Smart-TV verändert das Nutzerverhalten
Der nächste Schritt sind eigene TV-Geräte, in denen die Verschmelzung von Fernsehen und Internet integriert ist – 2015 werden 60 Prozent aller verkauften Geräte solche Smart-TVs sein, prognostiziert Goldmedia. Sie werden das Nutzerverhalten verändern, denn wenn man einschaltet, kommt nicht automatisch ein TV-Kanal. Vielmehr wird die Benutzeroberfläche jener des Smartphones gleichen – mit vielen Apps, von denen nur eines zum klassischen Fernsehen führt, andere zu YouTube, Facebook oder zur Wettervorschau. Bis hin zur Videokonferenz – dem neuesten Coup von Google. Mit dem Videochat „Google+ Hangouts“ können sich bis zu zehn Personen vor ihren Computern treffen, per Livestream miteinander sprechen und das Gespräch auch aufzeichnen. Die „Huffington Post“ setzt die Technik bereits für ihre TV-Talks ein.
Bei so viel Aktivität darf der Konkurrent nicht schlafen: Laut „Wall Street Journal“ verhandelt Apple derzeit mit den größten Kabelanbietern der USA, um Live-Fernsehsendungen über seine Set-Top-Box anbieten zu können. Bisher können über Apple TV nur Medieninhalte wie Videos oder Fotos vom eigenen Computer oder aus dem Internet auf dem Fernsehgerät angezeigt werden. Doch die Kabelbetreiber zögern. Sie hätten Angst, das gleiche Schicksal zu erleiden wie Plattenfirmen und Telefongesellschaften: Apple diktiert die Bedingungen.
Die TV-Sender leiden unter der zunehmenden Konkurrenz.

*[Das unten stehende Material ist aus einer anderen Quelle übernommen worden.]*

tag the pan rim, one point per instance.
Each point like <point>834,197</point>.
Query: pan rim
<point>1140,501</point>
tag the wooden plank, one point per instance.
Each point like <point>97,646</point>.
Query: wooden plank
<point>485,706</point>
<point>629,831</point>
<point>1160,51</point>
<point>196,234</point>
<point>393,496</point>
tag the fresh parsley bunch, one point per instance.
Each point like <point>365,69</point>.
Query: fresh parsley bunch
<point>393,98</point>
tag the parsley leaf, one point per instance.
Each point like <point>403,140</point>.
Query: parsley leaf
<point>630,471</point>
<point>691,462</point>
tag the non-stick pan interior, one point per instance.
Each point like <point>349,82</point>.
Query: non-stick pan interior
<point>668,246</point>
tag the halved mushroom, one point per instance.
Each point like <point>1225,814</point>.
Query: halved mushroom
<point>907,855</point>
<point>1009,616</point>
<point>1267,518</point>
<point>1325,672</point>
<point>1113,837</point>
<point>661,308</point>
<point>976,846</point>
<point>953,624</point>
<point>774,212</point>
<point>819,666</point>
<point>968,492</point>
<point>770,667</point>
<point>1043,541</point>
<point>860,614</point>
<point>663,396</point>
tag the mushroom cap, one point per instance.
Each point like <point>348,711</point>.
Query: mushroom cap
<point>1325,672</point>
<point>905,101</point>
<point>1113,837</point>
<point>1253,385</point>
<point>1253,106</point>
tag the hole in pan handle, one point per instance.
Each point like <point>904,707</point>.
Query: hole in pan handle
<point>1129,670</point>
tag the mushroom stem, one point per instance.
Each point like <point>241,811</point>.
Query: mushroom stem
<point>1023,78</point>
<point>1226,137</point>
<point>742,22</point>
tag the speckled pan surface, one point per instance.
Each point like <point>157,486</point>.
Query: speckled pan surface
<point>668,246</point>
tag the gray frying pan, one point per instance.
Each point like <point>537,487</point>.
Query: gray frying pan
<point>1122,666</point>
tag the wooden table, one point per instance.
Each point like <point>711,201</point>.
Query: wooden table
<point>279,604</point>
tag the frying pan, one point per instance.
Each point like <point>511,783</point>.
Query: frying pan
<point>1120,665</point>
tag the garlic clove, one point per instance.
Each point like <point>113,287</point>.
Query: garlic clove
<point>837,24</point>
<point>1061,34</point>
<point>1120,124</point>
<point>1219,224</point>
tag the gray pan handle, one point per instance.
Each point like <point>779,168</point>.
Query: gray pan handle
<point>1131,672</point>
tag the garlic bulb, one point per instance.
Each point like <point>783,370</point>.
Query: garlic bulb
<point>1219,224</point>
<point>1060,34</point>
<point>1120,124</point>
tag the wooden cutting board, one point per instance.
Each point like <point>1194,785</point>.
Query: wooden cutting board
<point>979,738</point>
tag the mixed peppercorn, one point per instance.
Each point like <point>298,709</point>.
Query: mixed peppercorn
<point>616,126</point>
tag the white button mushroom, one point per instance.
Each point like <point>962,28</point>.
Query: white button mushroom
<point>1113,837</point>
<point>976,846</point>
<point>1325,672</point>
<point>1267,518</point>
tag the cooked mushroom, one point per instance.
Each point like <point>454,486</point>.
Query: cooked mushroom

Ein Beispiel für die Krise ist News-Pionier CNN. Denn wer braucht heute noch 24-Stunden-Nachrichten, wenn man das Neueste sofort via Alarmmeldung oder Twitter auf dem Handy lesen kann, wenn die interessantesten Videos zum aktuellen Weltgeschehen auf YouTube die Runde machen? CNN habe im zweiten Quartal 2012 die geringsten Zuschauerzahlen seit 1991 gehabt, berichtet das Berliner Institut für Medien- und Kommunikationspolitik. Vor allem bei 25- bis 54-Jährigen verliere der Sender an Relevanz: „Die jüngeren Werbezeitverkäufer großer Unternehmen kennen CNN und seine prominente Stellung in der Medienlandschaft der 1990er-Jahre oftmals nicht mehr und buchen keine Werbeslots.“
24-Stunden-Nachrichten-TV ist obsolet
Das Konzept des 24-Stunden-Nachrichtenkanals sei „in Zeiten des Internets teilweise obsolet“, analysiert das IfM. Noch ein Problem: CNN sei – im Gegensatz zu den Konkurrenten Fox News und MSNBC – nicht auf einer politischen Seite, sondern bemühe sich um Neutralität. Aber genau das will die Generation Internet, die von den Breaking News ohnehin über ihre Sozialen Netzwerke erfährt, gar nicht: Sie will vom Fernsehen (und von den Printmedien) Meinungen, die helfen, die Information einzuordnen. CNN brauche „neues Denken“, meint Jim Walton – er ist seit zehn Jahren CNN-Präsident. Mit Jahresende gibt er auf.
Auch die „Simpsons“ – die erfolgreichste US-TV-Serie – leiden unter dem härteren Wettbewerb. Der US-Sender Fox, der sie seit 1989 produziert, wollte 2011, nachdem die Seherzahlen um ein Fünftel geschrumpft waren, die Gagen für die Sprecher um 45 Prozent reduzieren und drohte, „keine weiteren Staffeln zu produzieren“. Man einigte sich dann doch – für zwei Jahre. Dann muss Homer wieder einmal um seinen Job zittern.